Ron Cohen, Trumpet
It’s made of wood, it’s fingered sort of like a recorder, it’s buzz-lipped like a trumpet, it has some crazy shapes, and it’s ridiculously difficult to play—Ron Cohen is mastering it and might like to play it with Prometheus, but not anytime soon. It’s a cornetto (not to be confused with the modern cornet, which is a more tapered cousin of the trumpet), an instrument that was in high fashion during the Renaissance in Europe and in the New World through the 17th century.
Ron has been lead trumpet player with Prometheus since 1981; Mahler’s First was his first concert, with Jonathan Khuner. That’s more than 150 Prometheus concerts! He’s also played the Vivaldi Concerto for Two Trumpets with us. And, if you partake of refreshments during the break, you’ll see him leading the fanfare luring you back into the church.
Ron is originally from Upstate New York, where his parents decided he would be a child prodigy on piano, and enrolled him in the Eastman School of Music Preparatory Department at age 4. “Unfortunately, the teachers there knew a lot about music but not a lot about children. By age 6, I was a piano dropout.”
A few years later, he was determined to find the most annoying instrument possible to play. It was either drums or trumpet. “Then I saw that they gave drum students quiet rubber drum pads to practice on. But no such mercy was given to parents of brass players—you could really blast a trumpet!” That was the decider. Ron and some friends felt that there wasn’t nearly enough school band time, so they took to playing in neighborhood basements and garages on their own, with one of them waving a stick to conduct. “Everyone had a copy of the same music and we all played it just as it was—without transposing—it was pure cacophony. We loved it.”

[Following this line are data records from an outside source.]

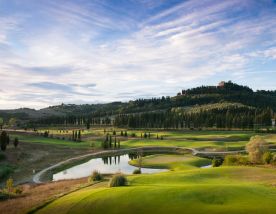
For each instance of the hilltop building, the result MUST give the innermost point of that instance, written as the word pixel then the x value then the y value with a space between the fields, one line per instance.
pixel 221 84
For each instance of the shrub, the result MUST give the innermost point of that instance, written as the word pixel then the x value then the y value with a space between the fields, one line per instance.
pixel 216 162
pixel 267 157
pixel 9 185
pixel 118 180
pixel 273 161
pixel 137 171
pixel 2 157
pixel 3 196
pixel 96 176
pixel 256 147
pixel 233 160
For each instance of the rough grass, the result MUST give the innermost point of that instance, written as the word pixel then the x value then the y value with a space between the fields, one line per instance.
pixel 173 162
pixel 217 190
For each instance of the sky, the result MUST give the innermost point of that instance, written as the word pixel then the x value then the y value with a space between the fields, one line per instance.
pixel 98 51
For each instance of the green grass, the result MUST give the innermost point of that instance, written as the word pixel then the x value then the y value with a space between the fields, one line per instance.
pixel 186 188
pixel 216 190
pixel 5 171
pixel 218 140
pixel 54 141
pixel 172 162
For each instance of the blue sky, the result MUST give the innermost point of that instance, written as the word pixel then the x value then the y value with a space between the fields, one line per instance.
pixel 95 51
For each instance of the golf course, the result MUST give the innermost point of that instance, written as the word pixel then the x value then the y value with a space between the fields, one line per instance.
pixel 188 182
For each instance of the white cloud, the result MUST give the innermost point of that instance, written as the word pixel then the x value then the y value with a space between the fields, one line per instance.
pixel 176 47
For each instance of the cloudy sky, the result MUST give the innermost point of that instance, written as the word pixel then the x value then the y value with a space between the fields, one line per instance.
pixel 91 51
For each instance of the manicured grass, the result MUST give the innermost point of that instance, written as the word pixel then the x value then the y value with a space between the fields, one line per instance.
pixel 216 190
pixel 173 162
pixel 5 171
pixel 220 145
pixel 214 140
pixel 54 141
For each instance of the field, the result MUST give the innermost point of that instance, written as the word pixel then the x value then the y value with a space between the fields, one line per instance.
pixel 184 188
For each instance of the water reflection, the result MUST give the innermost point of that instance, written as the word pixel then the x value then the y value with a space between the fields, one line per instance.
pixel 104 165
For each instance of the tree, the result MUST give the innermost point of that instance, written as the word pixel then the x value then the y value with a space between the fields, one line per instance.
pixel 1 123
pixel 4 140
pixel 267 157
pixel 9 185
pixel 12 121
pixel 79 135
pixel 87 125
pixel 15 142
pixel 256 147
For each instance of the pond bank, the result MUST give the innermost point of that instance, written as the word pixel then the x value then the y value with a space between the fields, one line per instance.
pixel 45 174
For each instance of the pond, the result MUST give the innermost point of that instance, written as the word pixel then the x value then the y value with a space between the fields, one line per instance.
pixel 105 165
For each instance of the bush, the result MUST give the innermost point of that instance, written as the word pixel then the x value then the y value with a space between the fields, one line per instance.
pixel 5 171
pixel 233 160
pixel 216 162
pixel 273 161
pixel 267 157
pixel 256 147
pixel 4 196
pixel 137 171
pixel 96 176
pixel 2 157
pixel 118 180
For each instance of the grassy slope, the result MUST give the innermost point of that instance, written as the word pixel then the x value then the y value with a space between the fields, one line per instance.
pixel 186 190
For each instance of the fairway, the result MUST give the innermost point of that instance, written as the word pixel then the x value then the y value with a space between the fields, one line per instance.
pixel 216 190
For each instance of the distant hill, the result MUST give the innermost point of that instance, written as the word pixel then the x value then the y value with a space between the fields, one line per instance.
pixel 225 96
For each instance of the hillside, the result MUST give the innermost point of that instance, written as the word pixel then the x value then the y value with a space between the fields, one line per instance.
pixel 222 98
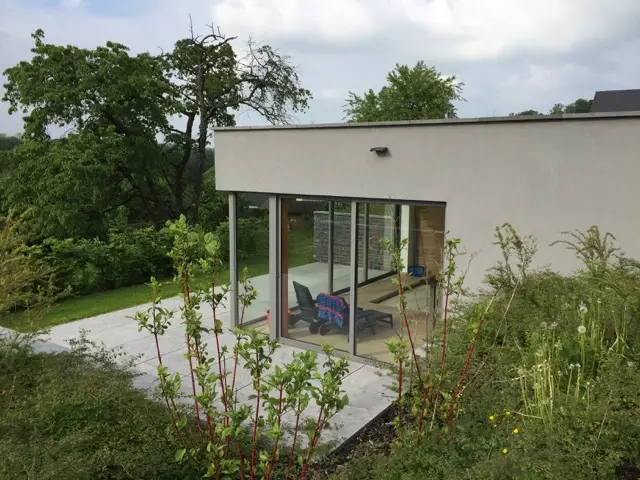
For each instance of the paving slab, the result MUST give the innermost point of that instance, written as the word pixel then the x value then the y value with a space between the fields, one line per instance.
pixel 367 388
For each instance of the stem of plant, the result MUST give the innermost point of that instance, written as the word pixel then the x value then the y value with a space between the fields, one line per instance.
pixel 223 386
pixel 399 380
pixel 443 356
pixel 254 439
pixel 406 324
pixel 465 369
pixel 193 387
pixel 295 438
pixel 274 452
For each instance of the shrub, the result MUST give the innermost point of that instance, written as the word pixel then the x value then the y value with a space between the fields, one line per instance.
pixel 63 418
pixel 90 265
pixel 24 281
pixel 538 376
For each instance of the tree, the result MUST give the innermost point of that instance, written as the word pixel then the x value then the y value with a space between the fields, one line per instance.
pixel 121 149
pixel 418 93
pixel 213 84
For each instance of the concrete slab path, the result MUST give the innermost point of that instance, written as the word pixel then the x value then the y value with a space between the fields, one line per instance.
pixel 368 387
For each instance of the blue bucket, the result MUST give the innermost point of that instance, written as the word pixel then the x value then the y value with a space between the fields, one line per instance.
pixel 416 270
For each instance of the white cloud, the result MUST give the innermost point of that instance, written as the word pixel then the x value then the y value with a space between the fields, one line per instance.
pixel 511 54
pixel 71 3
pixel 452 29
pixel 332 93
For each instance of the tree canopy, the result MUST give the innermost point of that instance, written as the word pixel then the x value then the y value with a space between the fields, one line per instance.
pixel 411 93
pixel 581 105
pixel 137 128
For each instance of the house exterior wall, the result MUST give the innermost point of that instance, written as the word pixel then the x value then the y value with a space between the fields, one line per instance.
pixel 544 175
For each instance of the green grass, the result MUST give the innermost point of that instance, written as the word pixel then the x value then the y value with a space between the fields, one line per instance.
pixel 76 308
pixel 62 418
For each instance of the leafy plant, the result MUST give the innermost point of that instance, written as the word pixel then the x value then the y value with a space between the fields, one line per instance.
pixel 227 438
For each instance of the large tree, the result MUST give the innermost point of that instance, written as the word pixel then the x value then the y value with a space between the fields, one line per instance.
pixel 411 93
pixel 581 105
pixel 136 127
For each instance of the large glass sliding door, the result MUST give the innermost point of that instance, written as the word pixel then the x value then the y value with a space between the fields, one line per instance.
pixel 379 318
pixel 336 271
pixel 314 256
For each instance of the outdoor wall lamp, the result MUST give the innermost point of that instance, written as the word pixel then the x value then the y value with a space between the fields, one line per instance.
pixel 380 150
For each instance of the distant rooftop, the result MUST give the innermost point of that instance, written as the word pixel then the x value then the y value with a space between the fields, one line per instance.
pixel 616 101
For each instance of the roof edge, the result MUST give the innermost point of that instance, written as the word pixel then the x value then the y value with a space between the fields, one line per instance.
pixel 447 121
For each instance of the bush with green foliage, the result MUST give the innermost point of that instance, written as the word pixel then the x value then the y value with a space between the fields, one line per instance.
pixel 126 258
pixel 233 439
pixel 535 378
pixel 77 415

Private lessons followed, another stint at the Eastman School Preparatory Department (with much better results this time), undergrad and grad school at MIT (resulting in a doctorate in physics, along with playing in its and Harvard’s very good orchestras), a move to California to work at Lawrence Livermore and Lawrence Berkeley National Labs, and finding the Prometheus Symphony Orchestra. He now hopes to play with us for another 30 years.
But still, this isn’t nearly enough music. Ron also:
- Sings in “Slavyanka,” a Russian men’s chorus (with some women)
- Plays trumpet in “Kehilla Klez,” a klezmer band
- Sings and plays with Los Arribeños, a group dedicated to the historical music of Spanish California, ranging from sacred chanted hymns of the missions to lively fandangos.
- Plays trumpet occasionally and increasingly with the Redwood Symphony
Oh, if you’d like to see Ron play the cornetto, he also plays that and trumpet with the Berkeley Bach Cantata group—they give one concert every five years so please be patient.
There may be some type of music that Ron has not yet played. Please let him know of it and he’ll be sure to try!